Above, the sunshine beat merrily down upon Copp's Hill, with its headstones arranged in neat rows along the tidy paths and the elevated trains in an encircling street fairly belying the bullets in the stones—shot there from Bunker Hill a century and a quarter before.... There are many other such burying-grounds in Boston—in the very heart of the city the Granary and King's Chapel burying-ground where a great owl sometimes comes at dusk and opens his eyes wide at the traffic of a great city encircling one of God's acres. And a soul that revels in these things will, perchance, journey to Salem, seventeen miles distant, and see the moldering seaport that once rivaled Boston in her prosperity and that sent her clipper ships sailing around the wide world. There are many delightful side-trips out from Boston—the sail across the tumbling bay to Provincetown, which still boasts a town crier, down to Plymouth or up to Gloucester, with its smart, seaside resorts nearby. And back from Boston there are other moldering towns, filled with fascination and romance. Some of them have hardly changed within the century.
Even Boston does not change rapidly. Thank God for that! She keeps well to the old customs and the old traditions, holds tightly to her ideals. Only in the folk who walk her awkward streets can the discerning man see the new Boston. The old types of Brahmins are outclassed. Some of them still do amazingly well in the professions but these are few. Long ago the steady press of immigration at the port of Boston took political power away from them. Yet the old guard stands resolute. And the impress of its manners is not lost upon the Boston of to-day.
For instance, take the vernacular of the town.
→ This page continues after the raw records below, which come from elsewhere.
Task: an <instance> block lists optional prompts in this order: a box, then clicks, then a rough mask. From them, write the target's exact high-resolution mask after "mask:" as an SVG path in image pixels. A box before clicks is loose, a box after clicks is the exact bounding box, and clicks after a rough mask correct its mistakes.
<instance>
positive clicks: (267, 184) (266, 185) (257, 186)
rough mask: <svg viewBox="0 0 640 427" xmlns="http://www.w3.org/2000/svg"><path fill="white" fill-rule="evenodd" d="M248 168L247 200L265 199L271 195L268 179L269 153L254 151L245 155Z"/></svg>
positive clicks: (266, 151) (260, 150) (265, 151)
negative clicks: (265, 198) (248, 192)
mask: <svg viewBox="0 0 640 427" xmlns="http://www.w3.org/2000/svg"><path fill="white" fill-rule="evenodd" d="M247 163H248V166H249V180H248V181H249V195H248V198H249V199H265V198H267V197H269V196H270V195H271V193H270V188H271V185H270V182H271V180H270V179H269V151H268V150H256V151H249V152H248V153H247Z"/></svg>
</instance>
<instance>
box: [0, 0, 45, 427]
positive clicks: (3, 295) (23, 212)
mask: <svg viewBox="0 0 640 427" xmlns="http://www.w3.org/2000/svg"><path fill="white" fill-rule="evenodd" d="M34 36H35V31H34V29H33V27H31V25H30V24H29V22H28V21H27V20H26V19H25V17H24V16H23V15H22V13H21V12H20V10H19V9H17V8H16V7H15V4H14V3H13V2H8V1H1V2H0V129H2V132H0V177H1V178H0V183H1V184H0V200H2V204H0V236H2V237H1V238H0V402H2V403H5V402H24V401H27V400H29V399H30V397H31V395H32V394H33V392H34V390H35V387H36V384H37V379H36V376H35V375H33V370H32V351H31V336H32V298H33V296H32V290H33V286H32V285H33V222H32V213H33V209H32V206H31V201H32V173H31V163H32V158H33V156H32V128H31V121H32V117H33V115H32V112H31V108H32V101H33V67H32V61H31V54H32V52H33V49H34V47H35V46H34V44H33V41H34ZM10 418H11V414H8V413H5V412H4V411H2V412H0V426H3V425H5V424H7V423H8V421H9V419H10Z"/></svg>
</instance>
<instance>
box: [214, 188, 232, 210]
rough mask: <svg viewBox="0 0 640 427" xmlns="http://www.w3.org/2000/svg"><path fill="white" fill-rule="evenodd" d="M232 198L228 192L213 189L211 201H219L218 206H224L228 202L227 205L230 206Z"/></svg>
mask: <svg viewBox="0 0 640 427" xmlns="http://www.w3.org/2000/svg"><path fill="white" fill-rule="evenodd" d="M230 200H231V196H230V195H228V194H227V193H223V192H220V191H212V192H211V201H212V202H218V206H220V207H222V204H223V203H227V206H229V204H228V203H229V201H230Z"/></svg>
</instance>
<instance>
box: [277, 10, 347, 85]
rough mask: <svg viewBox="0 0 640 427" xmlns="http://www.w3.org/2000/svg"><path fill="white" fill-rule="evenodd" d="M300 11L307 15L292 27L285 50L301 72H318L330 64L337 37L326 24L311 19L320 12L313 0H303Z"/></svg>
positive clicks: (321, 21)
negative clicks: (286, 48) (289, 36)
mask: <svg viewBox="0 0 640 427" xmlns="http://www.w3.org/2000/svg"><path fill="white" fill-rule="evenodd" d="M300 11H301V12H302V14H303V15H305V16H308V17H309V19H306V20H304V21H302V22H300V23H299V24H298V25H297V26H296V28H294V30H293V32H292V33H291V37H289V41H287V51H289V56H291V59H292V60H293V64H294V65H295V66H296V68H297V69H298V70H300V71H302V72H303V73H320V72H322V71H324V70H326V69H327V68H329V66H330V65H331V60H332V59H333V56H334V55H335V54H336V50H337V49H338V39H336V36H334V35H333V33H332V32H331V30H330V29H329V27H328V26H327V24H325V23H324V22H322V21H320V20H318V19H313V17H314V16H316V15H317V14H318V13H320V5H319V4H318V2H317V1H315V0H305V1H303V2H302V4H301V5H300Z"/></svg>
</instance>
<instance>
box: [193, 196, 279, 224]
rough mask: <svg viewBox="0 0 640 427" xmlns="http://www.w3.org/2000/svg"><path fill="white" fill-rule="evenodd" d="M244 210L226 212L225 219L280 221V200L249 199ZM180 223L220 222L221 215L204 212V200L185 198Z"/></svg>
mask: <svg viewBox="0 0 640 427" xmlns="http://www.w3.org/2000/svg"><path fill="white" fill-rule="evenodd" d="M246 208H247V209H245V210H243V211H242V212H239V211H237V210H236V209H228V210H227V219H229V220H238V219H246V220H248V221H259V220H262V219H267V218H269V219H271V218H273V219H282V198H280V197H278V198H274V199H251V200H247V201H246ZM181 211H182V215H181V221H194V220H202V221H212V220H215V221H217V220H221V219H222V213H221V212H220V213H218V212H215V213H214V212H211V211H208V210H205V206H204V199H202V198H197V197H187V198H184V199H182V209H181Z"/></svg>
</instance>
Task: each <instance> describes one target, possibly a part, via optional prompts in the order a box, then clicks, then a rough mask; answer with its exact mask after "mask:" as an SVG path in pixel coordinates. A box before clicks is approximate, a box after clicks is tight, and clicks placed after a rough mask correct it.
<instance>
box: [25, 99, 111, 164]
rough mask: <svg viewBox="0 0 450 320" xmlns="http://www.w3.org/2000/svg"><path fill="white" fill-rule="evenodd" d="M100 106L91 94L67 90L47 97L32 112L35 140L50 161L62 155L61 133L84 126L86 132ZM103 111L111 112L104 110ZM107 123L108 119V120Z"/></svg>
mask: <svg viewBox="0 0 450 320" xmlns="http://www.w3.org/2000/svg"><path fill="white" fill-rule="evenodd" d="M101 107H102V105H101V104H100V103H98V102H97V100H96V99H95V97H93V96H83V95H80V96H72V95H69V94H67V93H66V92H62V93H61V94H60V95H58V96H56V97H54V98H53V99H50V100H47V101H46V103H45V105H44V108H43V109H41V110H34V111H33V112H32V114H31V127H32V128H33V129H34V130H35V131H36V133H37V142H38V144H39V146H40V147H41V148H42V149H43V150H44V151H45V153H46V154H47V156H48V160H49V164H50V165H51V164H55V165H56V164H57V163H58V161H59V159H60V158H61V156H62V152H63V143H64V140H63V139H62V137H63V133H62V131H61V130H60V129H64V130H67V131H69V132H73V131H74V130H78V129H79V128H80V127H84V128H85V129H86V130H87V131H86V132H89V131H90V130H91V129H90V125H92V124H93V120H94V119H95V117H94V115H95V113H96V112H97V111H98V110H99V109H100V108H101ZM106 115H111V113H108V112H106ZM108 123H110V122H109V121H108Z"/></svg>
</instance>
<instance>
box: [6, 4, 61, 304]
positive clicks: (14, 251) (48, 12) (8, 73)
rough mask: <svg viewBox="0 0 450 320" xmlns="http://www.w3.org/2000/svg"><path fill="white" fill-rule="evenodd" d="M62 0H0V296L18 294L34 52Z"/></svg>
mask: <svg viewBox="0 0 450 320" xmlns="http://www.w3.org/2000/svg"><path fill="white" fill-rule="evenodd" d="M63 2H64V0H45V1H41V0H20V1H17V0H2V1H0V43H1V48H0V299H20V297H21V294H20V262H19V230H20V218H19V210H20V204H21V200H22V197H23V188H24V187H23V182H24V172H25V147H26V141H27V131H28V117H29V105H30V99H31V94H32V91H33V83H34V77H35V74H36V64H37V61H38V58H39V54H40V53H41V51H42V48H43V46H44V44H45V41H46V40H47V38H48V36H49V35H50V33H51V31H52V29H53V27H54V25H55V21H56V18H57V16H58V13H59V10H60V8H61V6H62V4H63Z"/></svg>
Boston has a rather old-fashioned habit of speaking the English language. It came upon us rather suddenly one day as we journeyed out Huntington avenue to the smart new gray and red opera house. The very colorings of the foyer of that house—soft and simple—bespoke the refinement of the Boston to-day.
In the Metropolitan Opera House, New York, in every other one of the big opera houses that are springing up mushroom-fashion across the land, our ears would have been assailed by "Librettos! Get your librettos!" Not so in Boston. At the Boston Opera House the young woman back of the foyer stand calmly announced at clock-like intervals:
"Translations. Translations."
And the head usher, whom the older Bostonians grasped by the hand and seemed to regard as a long-lost friend, did not sip out, "Checks, please."
"Locations," he requested, as he condescended to the hand-grasps of the socially elect.